The story told by this poor jinrikisha man, as we sat on the porch of his humble dwelling, constitutes but one simple chapter in this wonderful history. It illustrates the spirit which pervaded Old Japan, the veneration which attached to the sword, and the peculiar personal obligations of honor which rested upon all samurai in those feudal times. As the story was related to me, so I tell it here, regretting only that in the process of translation it must lose much of local color and characterization, but hoping that in spite of this it may be found to possess an interest purely its own, independent of the way in which it is now narrated.

JAPANESE SWORD.

CHAPTER I.

It was in the year of our Lord 1322, according to the Japanese calendar the fourth year of the reign of Go Dai Go Tenno, the ninety-fifth descendant of Jimmu Tenno, and nineteen hundred and eighty-two years from the time when the latter had assumed the title of the “First Emperor of Japan.”

FARM LABORER.

For the first time in its history a general peace, lasting for more than a century, reigned over the land. Guerilla and border warfare, it is true, was still carried on, in a desultory manner, in different parts of the empire; feuds between the daimio of neighboring provinces were no rarities; and the kataki-uchi, the Japanese vendetta, still caused many bloody tragedies to be enacted, and year after year claimed its thousands of victims. All such disturbances, however, originating in private jealousy and personal enmity, had during this period been merely local, without expanding sufficiently to assume a national character, as in former centuries, when one half of the fighting population was constantly at war with the other. During a hundred and two years no organized revolt against the authority of the Shôgun, or rather against the Ilōjō family, who were the real rulers, had occurred. The administration of the latter, both civil and military, was, it is true, excellent in most regards,—a fact which not even their enemies could gainsay. The success with which they had repelled the invasion of the Tartar force sent by Kublai Khan, with its countless ships and its tens of thousands of warriors, showed them to be brave and skilled in war, while the general prosperity of the empire gave ample evidence both of their knowledge of the country’s needs and of their ability to enforce those measures by which the arts of peace are made to flourish. Farmers tilled their lands free from the harrowing care which beset their forefathers as to whether they would be able to enjoy the fruits of their labor, or whether roving bands would seize the garnered harvest and even force the young and strong to become unwilling recruits among the henchmen and servants attending the feudal chiefs.

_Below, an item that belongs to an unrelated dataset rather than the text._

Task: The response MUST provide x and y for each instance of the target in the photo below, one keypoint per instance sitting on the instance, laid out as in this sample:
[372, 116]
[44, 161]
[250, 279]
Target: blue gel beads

The advance in commerce, art, and more especially in learning and the polite accomplishments, had been extraordinary, and their regenerating influence had gradually made itself felt in all parts of the empire. Plenty and apparent security reigned everywhere; and yet it was felt and known by those who cared to think and who took notice of passing events, that the end of this period of tranquillity was inevitable, and moreover even now near at hand. Every coming day might see the smouldering embers of discontent, hitherto concealed, blaze forth into a fierce and destructive civil war.